Thursday, July 1, 2010
After a 2 day hike over a glacier, where do you go? If you wake up in pouring rain with winds that are collapsing your tent and a forecast of the same, geothermal hot springs seem like a pretty good answer.
The Blue Lagoon is the largest such pool in Iceland, and the most built up, and consequently the most heavily touristed and most expensive. The complex itself is quite nice, and the therapeutic aspect is one I’m not arguing.

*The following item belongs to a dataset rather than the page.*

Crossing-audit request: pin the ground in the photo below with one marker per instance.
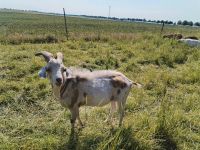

The hot waterfall helped relax my shoulders, the sauna and steam bath both helped me sweat out all the stress of the hike, and the silica mud helped turn my skin back to where it was before I started 3 weeks of outdoor living with only a shower every few days. The hot part of the hot springs was more absent than I would prefer. The water was warm enough to be a heated pool, but not really a hot tub as the other hot springs have been. And for the price being 3x the next most expensive pool in the country, and for the tourist presence, I was hoping it would be more of a Disneyland style attraction rather than a built up local thing. All in all though, not the worst thing to do with the waste water from a nuclear power plant.
If you do tour Iceland, the pool complex at Lake Myvatn is a nicer cost/infrastructure/tourist mix. You don’t get all the amenities of the Blue Lagoon, but you do get the place more or less to yourself assuming you miss the tour bus schedules. And Grettislaug up in the West Fjords, though small and really just a natural hot pool in arranged rocks, is set between the mountain and the sea, costs practically nothing, and was filled by only we three when we were there. Also, sitting in the hot tub at 1AM under the pink and orange sky of an unmotivated setting sun really is hard to beat.
I am going to be so thoroughly unimpressed by hot tubs once I get home.